An all-in-one vacuum and mop multi-surface machine will facilitate regular cleaning and speedier drying. For most machines the cleaning solution is kept in a separate tank from the dirty water that is removed from the floor, providing a cleaner surface.
How do you get stains out of natural stone?
Remove spills as quickly as possible from your natural stone tiles. Blot with a paper towel or soft cloth. If the liquid is oily, make a paste with baking soda and water and leave it on the area for 24 hours. Wash the area with a neutral cleaner and damp cloth. Rinse then dry with a cloth. Allow to fully dry.
For a stain that you are unable to easily remove, consult a professional. Improper stain removal techniques may forever ruin a section of your flooring. While most stain issues may be resolved by common treatments, and the beauty of some natural stone varieties is the color irregularity, some stain overtreatments cannot be undone and will cause physical stone damage or unattractive visible.
How do you remove scuffs?
Rub a tennis ball on scuffs to gently remove them from your stone floor surfaces. For scratches on porous stone floors (think limestone or sandstone), try rubbing a bit of linseed, olive, or mineral oil into the scratch with a soft cloth to help fade the scratch.

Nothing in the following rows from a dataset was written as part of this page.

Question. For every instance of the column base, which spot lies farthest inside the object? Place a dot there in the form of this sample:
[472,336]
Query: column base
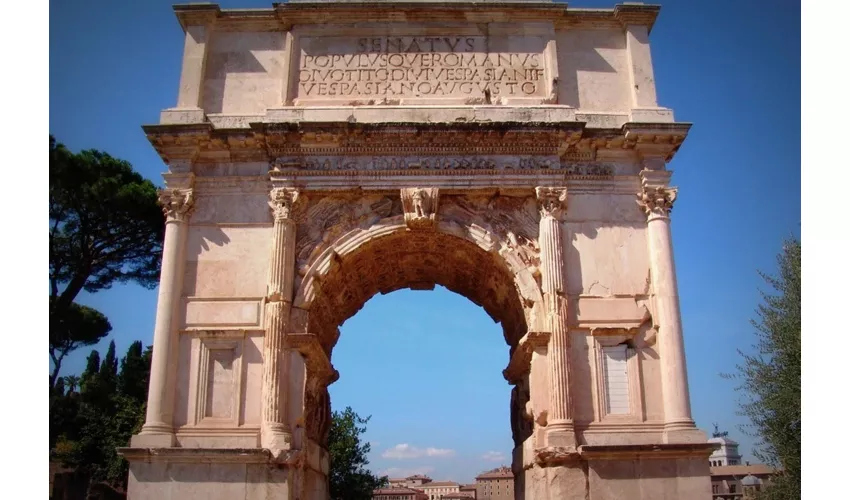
[276,440]
[249,474]
[614,472]
[683,431]
[153,438]
[561,435]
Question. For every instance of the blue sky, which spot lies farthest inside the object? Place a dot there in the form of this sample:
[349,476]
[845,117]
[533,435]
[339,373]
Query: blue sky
[427,365]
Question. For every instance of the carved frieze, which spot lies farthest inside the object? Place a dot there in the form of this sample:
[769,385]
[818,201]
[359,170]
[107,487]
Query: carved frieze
[321,220]
[269,141]
[420,207]
[553,201]
[282,202]
[446,163]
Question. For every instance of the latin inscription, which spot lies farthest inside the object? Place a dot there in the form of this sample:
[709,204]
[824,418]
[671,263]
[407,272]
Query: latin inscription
[428,66]
[443,163]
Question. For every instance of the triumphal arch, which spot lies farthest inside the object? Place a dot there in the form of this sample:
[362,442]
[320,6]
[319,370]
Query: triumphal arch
[323,152]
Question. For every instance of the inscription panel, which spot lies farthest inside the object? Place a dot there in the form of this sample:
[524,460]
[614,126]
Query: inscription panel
[396,69]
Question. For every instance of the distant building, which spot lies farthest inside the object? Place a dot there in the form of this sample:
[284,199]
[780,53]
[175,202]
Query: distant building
[727,454]
[437,490]
[469,488]
[398,493]
[496,484]
[416,480]
[739,482]
[461,495]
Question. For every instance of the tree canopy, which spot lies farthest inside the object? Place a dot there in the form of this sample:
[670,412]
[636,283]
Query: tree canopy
[349,478]
[106,227]
[771,376]
[99,411]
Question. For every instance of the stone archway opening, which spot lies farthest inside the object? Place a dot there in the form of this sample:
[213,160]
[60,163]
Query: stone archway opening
[418,260]
[399,259]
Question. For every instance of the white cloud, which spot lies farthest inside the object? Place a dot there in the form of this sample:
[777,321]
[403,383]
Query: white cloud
[494,456]
[404,450]
[401,472]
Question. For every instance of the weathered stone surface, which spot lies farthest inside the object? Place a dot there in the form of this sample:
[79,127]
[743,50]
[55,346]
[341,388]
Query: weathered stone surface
[321,153]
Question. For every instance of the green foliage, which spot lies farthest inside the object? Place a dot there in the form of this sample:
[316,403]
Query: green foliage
[87,426]
[78,326]
[105,227]
[771,377]
[135,371]
[349,478]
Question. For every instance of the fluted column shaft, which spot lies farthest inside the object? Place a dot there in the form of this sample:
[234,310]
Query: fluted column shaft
[552,263]
[177,205]
[657,202]
[276,433]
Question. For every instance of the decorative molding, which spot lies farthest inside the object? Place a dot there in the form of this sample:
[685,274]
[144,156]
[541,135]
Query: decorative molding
[177,204]
[273,140]
[319,366]
[609,337]
[646,451]
[553,201]
[208,342]
[520,362]
[656,201]
[555,455]
[282,202]
[420,207]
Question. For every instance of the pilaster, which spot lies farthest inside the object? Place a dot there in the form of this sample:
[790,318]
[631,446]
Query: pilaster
[560,432]
[276,434]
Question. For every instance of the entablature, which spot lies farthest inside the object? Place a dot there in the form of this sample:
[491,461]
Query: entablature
[282,16]
[537,146]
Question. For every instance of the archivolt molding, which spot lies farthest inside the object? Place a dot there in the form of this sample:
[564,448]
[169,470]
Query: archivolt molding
[339,228]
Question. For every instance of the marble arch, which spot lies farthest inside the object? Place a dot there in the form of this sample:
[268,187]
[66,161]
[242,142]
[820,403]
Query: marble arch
[322,152]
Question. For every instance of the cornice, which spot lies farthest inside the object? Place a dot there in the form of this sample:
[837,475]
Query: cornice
[270,141]
[282,16]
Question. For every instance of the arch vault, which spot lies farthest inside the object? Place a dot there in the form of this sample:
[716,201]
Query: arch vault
[321,153]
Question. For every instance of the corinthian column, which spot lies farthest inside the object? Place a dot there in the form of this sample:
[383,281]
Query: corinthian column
[656,199]
[276,434]
[158,430]
[560,430]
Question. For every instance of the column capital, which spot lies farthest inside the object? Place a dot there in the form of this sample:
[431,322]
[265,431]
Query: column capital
[656,197]
[657,201]
[177,203]
[281,201]
[553,201]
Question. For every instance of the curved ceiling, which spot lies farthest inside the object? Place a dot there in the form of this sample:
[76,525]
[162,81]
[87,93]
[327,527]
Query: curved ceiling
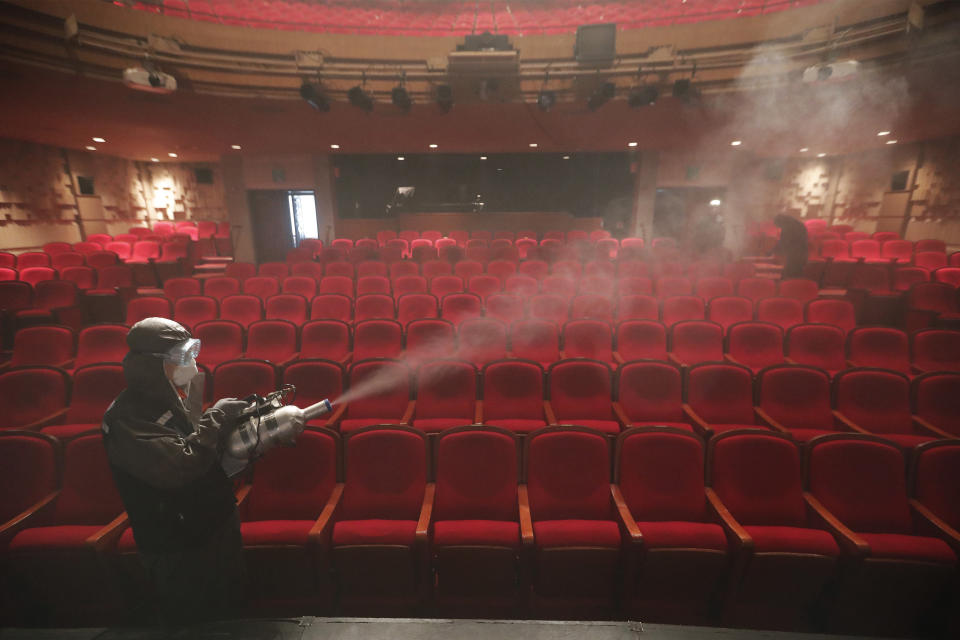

6. Allow the floor to dry completely.
After you have finished cleaning your natural stone tiles, let the floor dry completely. Floors will dull if dirt meets the wet cleaning solution, and mildew will grow if rugs are placed on wet floors.
7. Add finishing touches.
Now that your natural stone tiles are clean and dry, you will want to add any needed finishing touches to protect your floors and make them sparkle.

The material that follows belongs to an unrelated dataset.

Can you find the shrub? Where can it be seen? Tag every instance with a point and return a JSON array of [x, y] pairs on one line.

How do you make natural stone shine?
If floors become dull and need a little extra help, some specialty techniques exist. While you can do these yourself, call in the experts if you have any doubt.

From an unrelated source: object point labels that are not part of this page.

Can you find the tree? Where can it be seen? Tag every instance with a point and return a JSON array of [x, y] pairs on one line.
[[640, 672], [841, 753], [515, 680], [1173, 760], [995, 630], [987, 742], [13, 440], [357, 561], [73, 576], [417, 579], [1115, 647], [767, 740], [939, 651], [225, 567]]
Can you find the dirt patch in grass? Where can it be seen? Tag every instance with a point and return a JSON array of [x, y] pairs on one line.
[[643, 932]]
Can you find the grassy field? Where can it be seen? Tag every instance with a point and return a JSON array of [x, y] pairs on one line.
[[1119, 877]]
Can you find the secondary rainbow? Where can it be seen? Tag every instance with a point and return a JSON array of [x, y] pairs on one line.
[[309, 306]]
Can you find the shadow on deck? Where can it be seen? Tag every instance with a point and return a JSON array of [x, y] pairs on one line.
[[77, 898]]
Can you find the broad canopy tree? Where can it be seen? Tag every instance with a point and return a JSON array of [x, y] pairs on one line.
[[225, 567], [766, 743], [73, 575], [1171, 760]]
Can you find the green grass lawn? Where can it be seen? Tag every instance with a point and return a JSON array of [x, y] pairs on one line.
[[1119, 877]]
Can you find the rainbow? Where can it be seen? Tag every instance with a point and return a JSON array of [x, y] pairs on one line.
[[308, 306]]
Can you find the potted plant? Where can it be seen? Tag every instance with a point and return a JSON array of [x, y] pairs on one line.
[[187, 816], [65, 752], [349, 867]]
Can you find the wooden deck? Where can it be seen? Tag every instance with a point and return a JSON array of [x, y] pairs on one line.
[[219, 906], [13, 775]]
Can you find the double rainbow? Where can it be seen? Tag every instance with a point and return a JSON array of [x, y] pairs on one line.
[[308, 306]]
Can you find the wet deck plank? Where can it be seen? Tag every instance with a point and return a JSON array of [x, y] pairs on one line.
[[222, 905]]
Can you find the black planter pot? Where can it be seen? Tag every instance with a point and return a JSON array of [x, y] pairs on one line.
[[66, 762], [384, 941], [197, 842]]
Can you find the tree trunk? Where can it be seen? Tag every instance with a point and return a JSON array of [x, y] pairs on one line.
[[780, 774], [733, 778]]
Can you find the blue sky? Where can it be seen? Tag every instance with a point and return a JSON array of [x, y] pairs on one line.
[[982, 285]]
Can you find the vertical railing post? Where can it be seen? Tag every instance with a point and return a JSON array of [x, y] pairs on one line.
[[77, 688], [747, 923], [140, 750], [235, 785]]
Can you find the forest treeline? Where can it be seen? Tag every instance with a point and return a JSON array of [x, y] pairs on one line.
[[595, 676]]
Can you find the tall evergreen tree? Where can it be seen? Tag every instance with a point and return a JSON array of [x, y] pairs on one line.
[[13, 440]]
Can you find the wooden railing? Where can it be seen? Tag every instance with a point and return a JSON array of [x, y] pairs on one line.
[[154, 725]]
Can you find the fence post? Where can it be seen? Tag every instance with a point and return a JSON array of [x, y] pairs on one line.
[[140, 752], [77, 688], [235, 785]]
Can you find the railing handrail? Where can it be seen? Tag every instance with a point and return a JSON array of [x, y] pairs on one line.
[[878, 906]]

A floor machine provides multiple options for helping shine natural stone floors. Consult the floor machine guidelines and floor type specifications to see which method and materials work for your natural stone floor tiles. Polishing uses a buffing pad with a polishing powder to add a reflective gloss. Honing uses specialty floor pads with a coating of microscopic diamonds and water. Crystallization is used to polish calcium-based floors.
Do natural stone tiles need sealants?
Natural stone tiles have microscopic pores that soak up liquids. Periodically, you will need to seal your tiles and grout to provide the best surface protection. Verify sealant guidelines and utilize one intended for your tile and grout installation.
Keeping natural stone tiles beautiful is an easy process if viewed as part of a regular routine. Blot spills as soon as they occur so they do have an opportunity to seep into the stone becoming a dark stain. Use an all-in-one vacuum and mop machine or use a broom and mop regularly to help ensure dirt does not scratch or dull your stone floor.